Bill Hirstein and I have written a chapter in a new book called Brain Theory: Essays in Critical Neurophilosophy edited by Charles Wolfe.
In the chapter we very briefly argue that different theories of punishment (deontological theory, utilitarianism, and virtue theory) might generate different conclusions regarding the culpability of psychopaths because they emphasize different mental faculties as being necessary for criminal responsibility. This is an argument I intend to pursue in more detail in a paper I am working on this summer.
Interestingly, David Shoemaker makes a somewhat similar argument in his forthcoming book Responsibility from the Margins. A few weeks ago I attended a great symposium on David’s manuscript at Georgia State. I highly recommend the book to responsibility theorists, and I’ll post a link to it once it is released.
In the manuscript David argues that responsibility tracks three different “qualities of will”: judgment, character, and regard for others. With regard to psychopaths, David argues the first two of these qualities may be intact, whereas the third is often compromised. That is, psychopaths’ may have a normal capacity for judgment and also act in a way that expresses their character or “deep self”; however, many do not seem to have the capacity to express regard for others.

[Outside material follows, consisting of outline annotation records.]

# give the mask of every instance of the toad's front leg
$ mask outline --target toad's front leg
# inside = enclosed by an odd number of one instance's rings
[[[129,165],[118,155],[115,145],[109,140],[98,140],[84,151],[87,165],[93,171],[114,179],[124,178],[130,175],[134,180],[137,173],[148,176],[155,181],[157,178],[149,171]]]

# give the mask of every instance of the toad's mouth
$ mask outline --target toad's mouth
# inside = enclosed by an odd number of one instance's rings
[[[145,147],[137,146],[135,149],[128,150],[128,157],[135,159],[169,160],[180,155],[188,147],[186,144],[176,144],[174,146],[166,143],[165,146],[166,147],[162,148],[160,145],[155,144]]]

This means we might feel reactive attitudes toward psychopaths that ground responsibility assessments with regard to their judgment and character, and yet at the same time feel responsibility for their lack or regard is mitigated.
If David’s theory is correct then different theories of punishment may emphasize different “qualities of will,” and thus generate different conclusions about the responsibility of psychopaths. For example, as we argued in our chapter in Brain Theory, a deontological theory that emphasizes regard for others as necessary for responsibility might excuse the psychopath, whereas virtue theory may be more inclined to hold the psychopath responsible on grounds of character.